Paper summary: Triplet Censors: Demystifying Great Firewall's DNS Censorship Behavior (FOCI 2020)

Triplet Censors: Demystifying Great Firewall’s DNS Censorship Behavior
Anonymous, Arian Akhavan Niaki, Nguyen Phong Hoang, Phillipa Gill, Amir Houmansadr
https://censorbib.nymity.ch/#Anonymous2020a
https://www.usenix.org/conference/foci20/presentation/anonymous (video and slides)
https://gfw.report/publications/foci20_dns/en/ (code and data)

The paper is a study of DNS injection by the GFW. While there have been many similar studies, this one goes further in its methodology, finds interesting new behavior, and explains phenomena that past work could not. The most striking observations are that different groups of domains are poisoned by different subsets of the poison IP address pool; and that there are (at least) three different DNS injectors, each with its own network fingerprint, responding to distinct but overlapping subsets of domains.

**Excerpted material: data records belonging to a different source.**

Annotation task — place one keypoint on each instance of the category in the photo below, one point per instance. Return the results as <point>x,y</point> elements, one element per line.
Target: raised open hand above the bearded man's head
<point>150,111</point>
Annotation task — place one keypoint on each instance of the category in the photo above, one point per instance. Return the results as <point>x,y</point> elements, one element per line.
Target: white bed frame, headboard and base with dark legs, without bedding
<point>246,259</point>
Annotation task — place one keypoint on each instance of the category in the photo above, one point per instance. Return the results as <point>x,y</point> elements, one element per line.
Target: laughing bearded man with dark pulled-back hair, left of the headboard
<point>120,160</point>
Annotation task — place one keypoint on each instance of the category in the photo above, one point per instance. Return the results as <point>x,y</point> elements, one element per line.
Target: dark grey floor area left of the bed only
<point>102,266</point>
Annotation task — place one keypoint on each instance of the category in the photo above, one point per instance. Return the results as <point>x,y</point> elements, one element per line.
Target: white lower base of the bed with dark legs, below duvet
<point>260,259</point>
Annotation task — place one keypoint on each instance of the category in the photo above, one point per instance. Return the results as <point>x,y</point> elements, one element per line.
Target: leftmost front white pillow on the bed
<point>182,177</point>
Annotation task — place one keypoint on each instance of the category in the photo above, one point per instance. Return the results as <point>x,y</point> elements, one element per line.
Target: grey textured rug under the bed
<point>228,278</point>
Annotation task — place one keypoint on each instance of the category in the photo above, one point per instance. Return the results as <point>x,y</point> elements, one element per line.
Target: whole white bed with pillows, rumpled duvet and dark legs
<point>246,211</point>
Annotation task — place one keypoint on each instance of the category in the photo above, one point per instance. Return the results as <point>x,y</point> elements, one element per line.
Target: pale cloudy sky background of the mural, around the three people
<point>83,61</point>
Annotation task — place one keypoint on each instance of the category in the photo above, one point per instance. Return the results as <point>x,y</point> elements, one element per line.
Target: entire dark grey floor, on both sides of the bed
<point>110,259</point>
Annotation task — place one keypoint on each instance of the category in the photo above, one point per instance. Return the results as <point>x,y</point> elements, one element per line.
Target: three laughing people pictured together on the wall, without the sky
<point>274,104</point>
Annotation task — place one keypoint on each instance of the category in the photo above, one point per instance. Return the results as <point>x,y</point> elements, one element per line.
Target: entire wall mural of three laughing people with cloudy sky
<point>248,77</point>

The primary experiment is nine months of querying a million domains every two hours. The queries are sent from outside China to a controlled VPS inside China, taking advantage of the bidirectionality of DNS injection. The overall trend is for more domains to be blocked over time, increasing from 24000 in September 2019 to 24600 in May 2020. Examining the hour-by-hour changes reveals certain implementation details, for example an evident pattern change from *youtube.com to the more specific *.youtube.com resulted in the sudden unblocking of about 50 domains. Before 2019-11-23, DNS injections drew from a pool of 1510 phony IP addresses; but on that date, the size of the pool suddenly shrank to 216. Curiously, the selection of a phony IP address is not uniform for every injection; each domain draws from only a subset of the total pool. Domains may be organized into groups, according to which subset of phony IP addresses they use. Group 4, for example, consists of 33 Google-related domains, each of which is poisoned by a subset of only four IP addresses. The IP addresses making up the total pool are not random—most of them belong to US-based organizations like Facebook, Dropbox, and Twitter, though most do not point to a live host.

There is more than one DNS injector. The authors provide robust network fingerprints for three, using features such as the flags in the IP and DNS headers, and trends in the IP ID and IP TTL fields. The injectors handle different (but overlapping) subsets of domains and draw from different (but overlapping) IP address pools, corresponding to the domain groups mentioned earlier. Injector 1 handles the fewest domains, but the most popular. Injector 3’s domains are a subset of Injector 2’s. Injector 1 uses incrementing TTLs and Injector 2’s TTLs are random, but Injector 3 does something weird: it reflects the TTL of the query in the response, meaning that the original TTL must be at least twice the distance to the injector for the injected response to make it back to the sender. Taking this quirk of TTL into account, all three injectors lie at the same hop distance away from the probe host, and timing measurements are consistent with all three being co-located.

The authors then do a separate, one-time, multi-path experiment, querying a single blocked domain name against a random IP address in virtually every network prefix announced in China, 36146 addresses and 417 ASes in total. 92% of prefixes are affected by at least one injector, and 62% are affected by all three. 4% are affected by yet a fourth injector, whose fingerprint does not match that of the other three.

Thanks to the authors for reviewing a draft of this summary.